Once the Narasimha Rao-led Indian Government initiated sweeping economic reforms in the last decade of the previous century, the Indian economic juggernaut has rolled on.
With the passage of time, Indians have become far more aspirational in their consumption patterns and now, in addition to the necessities, are also spending on health, education, leisure, and technology and lifestyle products.
Over the last decade, household consumption in India grew 13% year-on-year to reach `120 trillion in 2019, as per the BCG Report.
With rising affluence, an increasingly upwardly mobile population, and an enabling macro-economic environment, this is likely to grow further in the coming decades.

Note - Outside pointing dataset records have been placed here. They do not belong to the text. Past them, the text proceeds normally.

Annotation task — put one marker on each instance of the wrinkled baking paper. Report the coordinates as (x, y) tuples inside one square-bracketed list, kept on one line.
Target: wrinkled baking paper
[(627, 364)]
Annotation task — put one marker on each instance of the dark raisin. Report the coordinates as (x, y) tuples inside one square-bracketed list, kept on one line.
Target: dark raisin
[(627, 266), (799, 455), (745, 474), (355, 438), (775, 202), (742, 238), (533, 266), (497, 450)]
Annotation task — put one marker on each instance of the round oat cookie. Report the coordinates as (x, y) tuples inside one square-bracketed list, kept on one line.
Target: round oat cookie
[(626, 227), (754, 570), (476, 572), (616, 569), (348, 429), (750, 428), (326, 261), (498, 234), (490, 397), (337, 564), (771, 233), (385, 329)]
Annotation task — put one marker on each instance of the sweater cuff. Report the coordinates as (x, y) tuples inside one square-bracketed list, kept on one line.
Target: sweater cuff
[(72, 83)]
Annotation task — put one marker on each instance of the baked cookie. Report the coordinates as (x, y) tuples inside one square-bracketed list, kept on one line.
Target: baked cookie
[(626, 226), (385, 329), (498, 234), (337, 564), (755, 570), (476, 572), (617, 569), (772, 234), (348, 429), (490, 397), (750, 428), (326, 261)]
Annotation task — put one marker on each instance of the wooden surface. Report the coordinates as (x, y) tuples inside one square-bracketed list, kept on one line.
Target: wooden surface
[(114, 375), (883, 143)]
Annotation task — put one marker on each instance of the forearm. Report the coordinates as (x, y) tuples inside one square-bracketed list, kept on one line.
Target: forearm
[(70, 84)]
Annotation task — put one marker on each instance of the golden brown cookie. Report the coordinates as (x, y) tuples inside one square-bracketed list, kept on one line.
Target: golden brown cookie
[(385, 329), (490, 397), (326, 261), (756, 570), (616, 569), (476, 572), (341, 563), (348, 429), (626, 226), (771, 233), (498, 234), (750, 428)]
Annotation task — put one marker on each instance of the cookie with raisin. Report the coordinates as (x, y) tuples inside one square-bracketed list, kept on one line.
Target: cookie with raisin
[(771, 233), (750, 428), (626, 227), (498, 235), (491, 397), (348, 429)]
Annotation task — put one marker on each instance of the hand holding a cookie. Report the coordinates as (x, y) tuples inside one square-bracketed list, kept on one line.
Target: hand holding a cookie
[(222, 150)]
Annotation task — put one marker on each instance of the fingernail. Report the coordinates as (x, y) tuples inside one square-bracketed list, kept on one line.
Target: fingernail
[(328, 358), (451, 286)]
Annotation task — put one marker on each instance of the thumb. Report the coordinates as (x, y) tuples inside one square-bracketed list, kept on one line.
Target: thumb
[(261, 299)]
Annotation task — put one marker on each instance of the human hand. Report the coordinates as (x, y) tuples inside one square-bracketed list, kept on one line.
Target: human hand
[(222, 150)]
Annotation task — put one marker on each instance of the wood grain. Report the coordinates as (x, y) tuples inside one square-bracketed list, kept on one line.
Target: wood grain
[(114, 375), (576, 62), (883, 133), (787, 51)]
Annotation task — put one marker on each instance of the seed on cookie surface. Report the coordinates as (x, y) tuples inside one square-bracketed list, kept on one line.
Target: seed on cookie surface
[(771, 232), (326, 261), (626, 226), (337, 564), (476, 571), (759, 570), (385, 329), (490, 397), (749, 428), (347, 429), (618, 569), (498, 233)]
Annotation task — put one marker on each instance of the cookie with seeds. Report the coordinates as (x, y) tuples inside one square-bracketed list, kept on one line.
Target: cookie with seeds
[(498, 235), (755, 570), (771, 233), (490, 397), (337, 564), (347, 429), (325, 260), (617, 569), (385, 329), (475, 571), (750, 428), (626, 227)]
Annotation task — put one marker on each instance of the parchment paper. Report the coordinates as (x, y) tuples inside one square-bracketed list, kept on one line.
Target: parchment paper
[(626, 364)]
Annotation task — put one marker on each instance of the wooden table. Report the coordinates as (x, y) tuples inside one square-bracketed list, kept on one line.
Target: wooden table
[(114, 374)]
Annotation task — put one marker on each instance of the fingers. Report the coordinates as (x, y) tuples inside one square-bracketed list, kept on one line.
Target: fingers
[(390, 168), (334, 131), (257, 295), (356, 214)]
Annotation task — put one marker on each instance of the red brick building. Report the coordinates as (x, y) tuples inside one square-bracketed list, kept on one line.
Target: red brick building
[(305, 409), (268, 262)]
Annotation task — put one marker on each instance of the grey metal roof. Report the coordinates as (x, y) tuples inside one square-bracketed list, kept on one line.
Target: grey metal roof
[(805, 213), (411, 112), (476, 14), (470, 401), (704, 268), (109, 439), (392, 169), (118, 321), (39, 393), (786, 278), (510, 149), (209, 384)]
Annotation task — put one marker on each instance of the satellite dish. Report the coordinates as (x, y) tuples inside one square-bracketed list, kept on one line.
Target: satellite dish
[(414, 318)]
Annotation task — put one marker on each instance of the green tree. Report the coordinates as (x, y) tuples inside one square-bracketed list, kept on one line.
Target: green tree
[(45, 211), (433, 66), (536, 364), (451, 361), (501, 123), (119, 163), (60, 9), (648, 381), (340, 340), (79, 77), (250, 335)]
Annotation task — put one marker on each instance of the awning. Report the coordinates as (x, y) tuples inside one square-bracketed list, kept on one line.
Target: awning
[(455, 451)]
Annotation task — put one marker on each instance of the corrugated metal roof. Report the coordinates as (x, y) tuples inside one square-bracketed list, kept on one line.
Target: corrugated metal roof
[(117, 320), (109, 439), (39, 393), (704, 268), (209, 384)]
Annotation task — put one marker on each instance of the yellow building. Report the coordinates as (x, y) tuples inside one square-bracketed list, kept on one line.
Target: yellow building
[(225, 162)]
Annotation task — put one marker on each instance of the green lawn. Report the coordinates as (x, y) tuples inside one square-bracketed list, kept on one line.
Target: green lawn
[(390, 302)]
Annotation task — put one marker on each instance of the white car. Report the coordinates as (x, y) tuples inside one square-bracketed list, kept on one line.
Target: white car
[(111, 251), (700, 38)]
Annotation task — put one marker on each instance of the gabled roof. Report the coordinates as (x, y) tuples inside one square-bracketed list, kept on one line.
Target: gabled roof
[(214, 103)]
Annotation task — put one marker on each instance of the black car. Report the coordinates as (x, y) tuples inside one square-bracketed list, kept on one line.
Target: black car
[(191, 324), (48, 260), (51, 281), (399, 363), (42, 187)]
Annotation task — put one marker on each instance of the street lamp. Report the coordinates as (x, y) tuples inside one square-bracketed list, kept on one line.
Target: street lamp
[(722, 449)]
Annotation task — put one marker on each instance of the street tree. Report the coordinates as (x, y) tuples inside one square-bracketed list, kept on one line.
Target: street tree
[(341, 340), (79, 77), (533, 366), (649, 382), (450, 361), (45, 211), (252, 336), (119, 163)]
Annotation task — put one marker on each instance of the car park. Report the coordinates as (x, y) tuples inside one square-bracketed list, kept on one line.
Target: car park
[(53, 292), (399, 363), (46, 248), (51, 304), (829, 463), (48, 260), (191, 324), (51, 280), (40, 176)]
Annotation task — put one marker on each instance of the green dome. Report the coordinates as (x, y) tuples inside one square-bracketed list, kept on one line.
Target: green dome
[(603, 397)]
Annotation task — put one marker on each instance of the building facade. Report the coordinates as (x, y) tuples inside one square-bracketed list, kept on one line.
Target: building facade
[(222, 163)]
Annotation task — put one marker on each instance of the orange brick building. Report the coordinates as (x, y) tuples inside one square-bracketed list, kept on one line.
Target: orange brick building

There are multiple things that can happen in an economy when consumption grows. The demand for more goods and services encourages companies to invest in production and expansion. As companies deploy more capital and expand their businesses, they create jobs. Both employment as well as income levels increase. As a result, people have more money to spend on goods and services and also save and invest. In this way, the cycle of growth continues.
India is the world’s sixth largest economy and is slated to grow at a fast clip in the coming decade with an ambitious target of becoming a $5-trillion economy by 2025. It has now become one of the major growth engines of the world economy. Since the beginning of this century, India’s per capita GDP has grown almost 6.5 times. During this period, the growth in India’s per capita GDP was also one of the fastest among the large emerging markets.
The consumption story in India has multiple drivers. Firstly, there is emerging evidence of a revival in income growth. Rising income and expansion of the middle-income segment is likely to fuel future consumption growth. Secondly, India has a highly diverse population which has multiple requirements and needs. Further, with the rural-urban gap diminishing, consumption could get a further boost. Endorsing this is the fact that urbanisation is increasing at a strong pace and India’s urbanisation rate is expected to improve to 40% by 2030. And finally, technology advancements are connecting people and businesses in multiple ways and enabling better information discovery and seamless transactions.
There is evidence pointing towards steady consumption growth. But, as an investor, how can you benefit from this growth? For those with the wherewithal, investing in stocks that are likely to benefit from growth in consumption could be an option. However, this is easier said than done. Choosing the right sectors and stocks within the consumption theme can be very challenging and requires expertise. The optimal alternatives for retail investors especially could be Exchange Traded Funds (ETFs) and Mutual Fund schemes with a consumption theme or adequate exposure thereto. As I sign off with Festive Season Greetings, permit me to also add a cautionary note - Celebrate responsibly, Stay Safe.